To the truth of this general outline the three homes’ domestics, dominated by Sarah Stebbens, certified with cordial and loyal brevity. Yet when Ruth wrote Godfrey how well things were going, there lurked between her bright lines one or two irrepressible meanings that locked his jaws till they creaked.
In fact, both his brother and hers were “ailing.” Both carried a jaded, almost a broken look, and Arthur was taking things to make him eat and sleep; while Leonard had daily accepted more and more of the young rector’s complicating cares, until he was really the parish’s chief burden-bearer.
“No,” he said to his father, “Arthur carries his whole work manfully on his own shoulders.”

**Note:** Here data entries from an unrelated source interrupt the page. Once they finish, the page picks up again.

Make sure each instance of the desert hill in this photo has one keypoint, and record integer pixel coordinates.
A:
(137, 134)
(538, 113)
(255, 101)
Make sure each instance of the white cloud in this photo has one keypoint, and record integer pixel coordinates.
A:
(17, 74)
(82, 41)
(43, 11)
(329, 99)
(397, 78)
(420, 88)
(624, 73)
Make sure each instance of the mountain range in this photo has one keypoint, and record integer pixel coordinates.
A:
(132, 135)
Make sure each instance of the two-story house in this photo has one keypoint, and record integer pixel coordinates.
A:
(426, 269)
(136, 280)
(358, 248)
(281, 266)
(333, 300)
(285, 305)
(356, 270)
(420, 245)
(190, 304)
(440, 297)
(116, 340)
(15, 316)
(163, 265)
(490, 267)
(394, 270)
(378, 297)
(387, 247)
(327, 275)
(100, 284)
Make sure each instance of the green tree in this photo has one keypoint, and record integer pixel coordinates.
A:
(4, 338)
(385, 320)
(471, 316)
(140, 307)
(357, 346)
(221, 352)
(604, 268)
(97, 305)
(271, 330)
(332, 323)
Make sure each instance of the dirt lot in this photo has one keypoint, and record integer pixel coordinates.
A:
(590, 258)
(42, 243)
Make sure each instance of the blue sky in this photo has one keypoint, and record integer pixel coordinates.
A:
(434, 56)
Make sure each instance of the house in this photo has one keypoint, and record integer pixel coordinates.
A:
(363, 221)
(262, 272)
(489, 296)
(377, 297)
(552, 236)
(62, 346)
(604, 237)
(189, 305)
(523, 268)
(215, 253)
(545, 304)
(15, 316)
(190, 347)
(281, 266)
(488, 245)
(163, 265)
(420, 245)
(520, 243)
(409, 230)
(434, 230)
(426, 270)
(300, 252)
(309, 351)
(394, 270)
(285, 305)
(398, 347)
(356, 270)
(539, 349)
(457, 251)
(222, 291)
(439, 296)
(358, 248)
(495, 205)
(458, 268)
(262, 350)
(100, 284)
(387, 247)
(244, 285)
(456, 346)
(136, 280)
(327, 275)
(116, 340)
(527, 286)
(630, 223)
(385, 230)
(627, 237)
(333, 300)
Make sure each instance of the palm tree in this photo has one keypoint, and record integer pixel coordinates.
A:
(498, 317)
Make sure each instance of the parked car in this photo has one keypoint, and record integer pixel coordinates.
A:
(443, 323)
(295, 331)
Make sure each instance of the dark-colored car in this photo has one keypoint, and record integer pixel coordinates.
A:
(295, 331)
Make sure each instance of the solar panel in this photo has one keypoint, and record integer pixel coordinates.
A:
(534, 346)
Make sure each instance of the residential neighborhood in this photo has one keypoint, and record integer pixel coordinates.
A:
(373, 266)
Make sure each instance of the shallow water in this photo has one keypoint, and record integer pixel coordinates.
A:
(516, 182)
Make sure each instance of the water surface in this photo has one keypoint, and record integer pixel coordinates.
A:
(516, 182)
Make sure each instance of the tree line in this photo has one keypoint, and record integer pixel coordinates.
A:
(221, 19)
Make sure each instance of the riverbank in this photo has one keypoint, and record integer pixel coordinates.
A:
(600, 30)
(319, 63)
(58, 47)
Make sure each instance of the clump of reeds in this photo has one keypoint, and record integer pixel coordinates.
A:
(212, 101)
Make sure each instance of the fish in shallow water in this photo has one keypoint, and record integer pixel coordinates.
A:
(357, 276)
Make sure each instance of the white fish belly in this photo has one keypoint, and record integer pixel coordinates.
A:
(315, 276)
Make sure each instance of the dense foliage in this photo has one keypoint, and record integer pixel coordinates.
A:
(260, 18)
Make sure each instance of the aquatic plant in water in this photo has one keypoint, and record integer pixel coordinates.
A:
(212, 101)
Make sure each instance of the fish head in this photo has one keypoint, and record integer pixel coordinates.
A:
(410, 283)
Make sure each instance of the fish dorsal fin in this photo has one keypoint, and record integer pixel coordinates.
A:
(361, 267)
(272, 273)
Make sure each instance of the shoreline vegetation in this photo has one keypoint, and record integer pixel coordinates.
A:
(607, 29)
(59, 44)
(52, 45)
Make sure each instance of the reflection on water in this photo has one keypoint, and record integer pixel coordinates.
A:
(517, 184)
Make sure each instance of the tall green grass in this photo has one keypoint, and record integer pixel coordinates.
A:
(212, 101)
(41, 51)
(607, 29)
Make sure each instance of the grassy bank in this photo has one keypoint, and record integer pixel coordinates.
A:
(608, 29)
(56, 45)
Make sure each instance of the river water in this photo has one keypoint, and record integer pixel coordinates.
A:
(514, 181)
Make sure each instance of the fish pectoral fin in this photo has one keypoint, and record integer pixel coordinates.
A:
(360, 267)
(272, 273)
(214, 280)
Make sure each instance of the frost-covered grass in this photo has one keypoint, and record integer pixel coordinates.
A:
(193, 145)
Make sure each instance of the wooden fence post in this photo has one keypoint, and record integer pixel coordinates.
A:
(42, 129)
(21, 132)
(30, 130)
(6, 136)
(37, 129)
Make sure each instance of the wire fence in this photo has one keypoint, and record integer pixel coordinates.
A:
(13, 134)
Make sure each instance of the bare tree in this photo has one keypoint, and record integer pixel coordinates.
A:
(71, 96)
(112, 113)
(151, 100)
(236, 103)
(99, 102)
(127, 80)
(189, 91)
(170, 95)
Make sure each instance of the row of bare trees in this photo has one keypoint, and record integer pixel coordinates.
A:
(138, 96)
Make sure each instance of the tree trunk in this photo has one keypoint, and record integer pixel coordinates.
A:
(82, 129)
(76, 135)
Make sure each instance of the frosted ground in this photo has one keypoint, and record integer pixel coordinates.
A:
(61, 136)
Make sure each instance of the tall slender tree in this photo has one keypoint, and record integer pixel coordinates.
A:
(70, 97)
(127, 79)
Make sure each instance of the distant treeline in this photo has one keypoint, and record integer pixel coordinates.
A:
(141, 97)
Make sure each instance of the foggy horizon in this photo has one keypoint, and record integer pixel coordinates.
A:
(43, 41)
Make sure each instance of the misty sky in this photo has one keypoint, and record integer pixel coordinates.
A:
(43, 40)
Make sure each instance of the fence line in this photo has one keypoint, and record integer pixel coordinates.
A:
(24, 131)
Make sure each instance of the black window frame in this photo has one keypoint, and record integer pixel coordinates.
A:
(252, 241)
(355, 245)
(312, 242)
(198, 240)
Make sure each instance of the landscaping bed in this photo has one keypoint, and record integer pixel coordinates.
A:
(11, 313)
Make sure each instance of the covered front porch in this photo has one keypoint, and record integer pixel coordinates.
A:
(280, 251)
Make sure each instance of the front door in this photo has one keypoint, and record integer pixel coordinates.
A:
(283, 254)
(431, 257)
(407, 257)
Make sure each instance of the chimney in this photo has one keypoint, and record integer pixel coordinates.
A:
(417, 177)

“But, my son,” replied the old General, “don’t you see you’re carrying Arthur?”
“No, I sha’n’t do that,” dryly responded the son; but Ruth saw a change on his brow as on that of a guide who fears he has missed the path.
The four young friends spent many delightful evenings together in the Winslow house, with Mrs. Morris and the General on one side at cribbage. Ruth had frequent happy laughs, observing Isabel’s gift for making Leonard talk. It gave her a new joy in both of them to have the lovely hostess draw him out, out, out, on every matter in the wide arena to which he so vitally belonged; eliciting a flow of speech so animated that only afterward did one notice how dumb as any tree on Bylow Hill he had been in regard to himself.
“They are bow and violin,” said Arthur to Ruth, with his dark, unsmiling face so free from resentment that she gratefully wondered at him, and was presently ashamed to find herself asking her own mind if he was growing too subtle for her.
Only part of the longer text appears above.